Monday, February 27, 2012
Family
Today I learned that my Uncle died. There were no tears on my part. Some sadness for sure, but in the big scheme of things there will be very little impact on my life. I don't say this in a cruel manner, but just as a reality. I have not seen or spoken to my Uncle in, I am guessing, over 20 years. My children do not know who he is. It's hard to explain to kids that they have aunts and uncles that they have never met. Especially since they have never met their grandparents, the brother and sister of these aunts and uncles. There is no context for them. What do I say? This is grandma, whom you've never met. And this is her sister, who you've also never met.

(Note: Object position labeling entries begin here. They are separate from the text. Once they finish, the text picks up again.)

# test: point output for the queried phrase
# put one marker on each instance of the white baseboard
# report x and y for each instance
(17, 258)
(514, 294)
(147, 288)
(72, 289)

Yes, she's my Aunt but I haven't spoken to her since before you were born. Why? Because families fall apart when the glue that binds them is missing. The glue? That would be Grandma, my mother. The lynch pin in family dynamics. My fathers side of the family has done better at keeping us in the the family, so to speak. Mainly because Aunt Ali took the charge. But my Mom's side, not so much. I think there was too much dysfunction in their own family circles to contend with keeping us in too, especially after Cioci and Grandma died. So, we drifted apart. So far so that the news of my Uncles' death is sad, but not devastating. And truth be told, most of my sadness is selfish. From feeling sad for my kids, for how small their family circle has become. It is most certainly not the childhood I grew up with. Aunts and Uncles and Cousins at every holiday and summer barbecue. Sunday dinner at Grandmas. Now, don't misunderstand, I am not saying that these family events were always a good thing, because a large portion of my family is c-razy! However, they did provide a sense of tradition that I think my kids miss out on, especially now that we have moved. Fortunately, we have friends that expand our circle. Friends that they call Aunt and Uncle and Cousin. Because for them it's not about blood. It's about who they feel loved by. Either way, I am thankful for everyone who makes them feel loved. Hopefully there will be no more 'unknown relatives' in their lives.